I would divide such software problems into two broad categories:
- data corruption
- code looping
As a significant amount of embedded code is written in C, that means that developers are likely to be making use of pointers. Used carefully, pointers are a powerful feature of the language, but they are also one of the most common sources of programmer error. Problems with pointer usage are hard to identify statically and the bugs introduced might manifest themselves in subtle ways when the code is executed. Some things, like dereferencing a null pointer are easily detected, as they normally cause a trap. Others are harder, as a pointer could end up pointing just about anywhere – more often than not it will be to a valid address, but, unfortunately, it may not be the correct one. There is little that self-testing code can do about this. There are, however, two special cases of pointer usage where there is a chance: stack overflow and array bound violations.
Stack overflow should not occur, as the stack allocation should be carefully determined and its usage verified during the debug phase.

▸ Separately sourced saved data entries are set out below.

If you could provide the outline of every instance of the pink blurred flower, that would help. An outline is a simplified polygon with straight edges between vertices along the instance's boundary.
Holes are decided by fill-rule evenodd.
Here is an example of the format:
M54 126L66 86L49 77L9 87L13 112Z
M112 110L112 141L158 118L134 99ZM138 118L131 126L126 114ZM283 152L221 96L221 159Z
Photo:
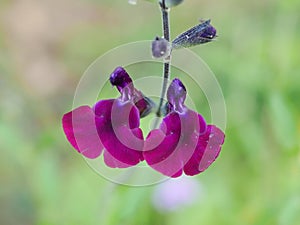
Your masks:
M184 176L169 179L156 186L152 203L158 211L176 211L199 201L202 192L201 183L196 179Z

However, it is quite possible to overlook a special situation or make use of a less testable construct [like a recursive function]. A simple solution is to include an extra word at either end of the stack space – “guard words”. These are pre-loaded with a specific value, which is monitored by a self-test task [which may run in the background]. If the value changes, the stack limits have been violated. The value should be chosen carefully. An odd number is best, as that would not represent a valid address for most processors. Perhaps 0x55555555. So long as the value is “unlikely” – so not 0x00000001 or 0xffffffff for example – there is a 4 billion to 1 chance of a false alarm.
In some languages, there is built-in detection for addressing outside the bounds of an array, but this introduces a runtime overhead, which may be unwelcome. So this is not implemented in C. Also, it is possible to access array elements using pointers, instead of the [ ] operator, so any checking might be circumvented. The best approach is to just check for buffer overrun type of errors by locating a guard word at the end of an array and monitoring in the same way as the stack overflow check.
Code should never get stuck in an infinite loop, but a logic error or the non-occurrence of an expected external event might result in code hanging. In any kind of multi-threaded environment – either an RTOS or mainline code with ISRs – it is possible to implement a “watchdog” mechanism. Each task that runs continuously [which might be just the mainline code] needs to “check in” with the watchdog task [which may be a timer ISR] every so often. If a timeout occurs, action needs to be taken. I discussed this matter, from a different perspective, in a blog about user displays a little while ago.
So, what is to be done when a stack overflow, array bound violation or hanging task is detected? This depends on the application. It may be necessary to stop the system, sound an alarm of some kind, or simply reset the system. The choice depends on many factors, but broadly the goal is for something better than a crashed system.